Fourier series: Parseval's identity HELP

[sarahisme]

Hey all,

I am unsure how to do this problem... i find problems where i have to derive things quite difficult! :P

http://img143.imageshack.us/img143/744/picture2ao8.png

this is the Full Fourier series i think and so the Fourier coeffiecients would be given by:

http://img144.imageshack.us/img144/8200/picture5yv4.png

ok so first i need to take the inner product, so i did this:

http://img99.imageshack.us/img99/7193/picture4ol9.png

but then i am stuck... anyone got an idea of how to proceed from here?

Cheers! :)

Sarah

 

[quasar987]

How about writing the inner product in this form instead...

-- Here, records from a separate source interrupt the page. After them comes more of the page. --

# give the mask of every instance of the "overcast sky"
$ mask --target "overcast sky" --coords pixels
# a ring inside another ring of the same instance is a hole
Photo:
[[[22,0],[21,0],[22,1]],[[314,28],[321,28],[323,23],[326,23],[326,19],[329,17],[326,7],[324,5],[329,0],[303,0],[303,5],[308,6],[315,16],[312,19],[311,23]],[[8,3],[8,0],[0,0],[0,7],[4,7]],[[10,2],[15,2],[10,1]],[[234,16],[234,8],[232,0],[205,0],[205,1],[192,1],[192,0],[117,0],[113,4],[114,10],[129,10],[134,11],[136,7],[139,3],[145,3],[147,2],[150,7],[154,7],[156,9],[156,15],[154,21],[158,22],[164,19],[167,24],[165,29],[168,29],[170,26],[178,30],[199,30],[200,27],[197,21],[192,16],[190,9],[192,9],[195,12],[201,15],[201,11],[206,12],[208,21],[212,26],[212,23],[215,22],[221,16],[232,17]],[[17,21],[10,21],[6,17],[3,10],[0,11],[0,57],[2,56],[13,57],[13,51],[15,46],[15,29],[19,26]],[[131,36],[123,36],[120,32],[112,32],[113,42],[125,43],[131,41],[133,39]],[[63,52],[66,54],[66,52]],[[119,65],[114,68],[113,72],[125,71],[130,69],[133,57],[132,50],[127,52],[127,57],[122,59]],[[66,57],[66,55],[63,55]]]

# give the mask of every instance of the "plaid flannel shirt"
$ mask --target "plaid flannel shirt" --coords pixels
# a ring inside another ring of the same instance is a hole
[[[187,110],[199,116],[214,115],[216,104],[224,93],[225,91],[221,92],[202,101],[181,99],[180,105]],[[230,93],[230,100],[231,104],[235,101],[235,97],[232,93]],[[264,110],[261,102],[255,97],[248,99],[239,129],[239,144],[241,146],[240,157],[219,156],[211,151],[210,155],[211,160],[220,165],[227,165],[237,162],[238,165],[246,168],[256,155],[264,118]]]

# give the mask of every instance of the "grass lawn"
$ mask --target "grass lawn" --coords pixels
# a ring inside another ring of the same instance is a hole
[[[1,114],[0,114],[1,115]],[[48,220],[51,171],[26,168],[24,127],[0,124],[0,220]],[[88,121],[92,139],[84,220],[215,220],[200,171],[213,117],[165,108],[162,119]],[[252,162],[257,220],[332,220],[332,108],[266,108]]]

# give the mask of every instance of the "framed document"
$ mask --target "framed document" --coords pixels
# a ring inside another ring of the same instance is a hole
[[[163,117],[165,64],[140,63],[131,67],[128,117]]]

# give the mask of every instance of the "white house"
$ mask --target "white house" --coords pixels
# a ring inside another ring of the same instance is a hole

$$\int_{-L}^{+L}|f(x)|^2dx = \int_{-L}^{+L} f(x) \left( \frac{A_0}{2} + \sum_{n\geq 1} A_n\cos (\frac{n\pi x}{L})+B_n\sin (\frac{n\pi x}{L}) \right)dx$$

does this inspire you more? (It should)

 

[sarahisme]

How about writing the inner product in this form instead...

$$\int_{-L}^{+L}|f(x)|^2dx = \int_{-L}^{+L} f(x) \left( \frac{A_0}{2} + \sum_{n\geq 1} A_n\cos (\frac{n\pi x}{L})+B_n\sin (\frac{n\pi x}{L}) \right)dx$$

does this inspire you more? (It should)

it does actually, hold on... i'll post my answer in a sec

 

[sarahisme]

http://img136.imageshack.us/img136/8739/picture6tt5.png

however i do have one question, are we allowed to substitute the integral inside the summation? (i am have never heard of any rules telling me whether this is or is not allowed...)

 

[quasar987]

Haven't you covered series of functions (or at least sequences of functions) in an earlier class?

 

[sarahisme]

not for a couple of years i don't think...

thanks for the help by the way :)

 

[quasar987]

Strange, since Fourier series are precisely series of functions. In occurence, sine and cosine. They are usually covered in a second analysis class together with the theory of Riemann integration.

 

[sarahisme]

yeah, we did Riemann integration about a year and half ago i think, in a first analysis class I'm pretty sure.

 

[Swapnil]

So when is it OK to move the integral inside the summation?

 

[quasar987]

Thm: If the series of function $\sum_{n=1}^{\infty} f_n(x)$ converges uniformly towards S(x) on [a,b] and if $f_n$ is integrable on [a,b] $\forall n\in \mathbb{N}$, then the function S is integrable on [a,b] and

$$\sum_{n=1}^{\infty}\int_a^b f_n(x)dx=\int_a^b \sum_{n=1}^{\infty} f_n(x)dx$$

 

[Higgs_Boson]

http://img136.imageshack.us/img136/8739/picture6tt5.png

however i do have one question, are we allowed to substitute the integral inside the summation? (i am have never heard of any rules telling me whether this is or is not allowed...)

In this case it is surely ok to include the integral in the summation. Don't know the rule exactly but I remember my professor claiming that it's ok to do the above one.

I will try to find supporting evidence in due course!

 

[maxverywell]

In this case, how do we check if the Fourier series converges uniformly to the f(x)?
Actually we don't know if the function f is continuous and C^1 in [-L,L] so I think that we can't "move the integral inside the summation". If it was saying, for example, that the function f is periodic with L=pi and f is square integrable than we could do this.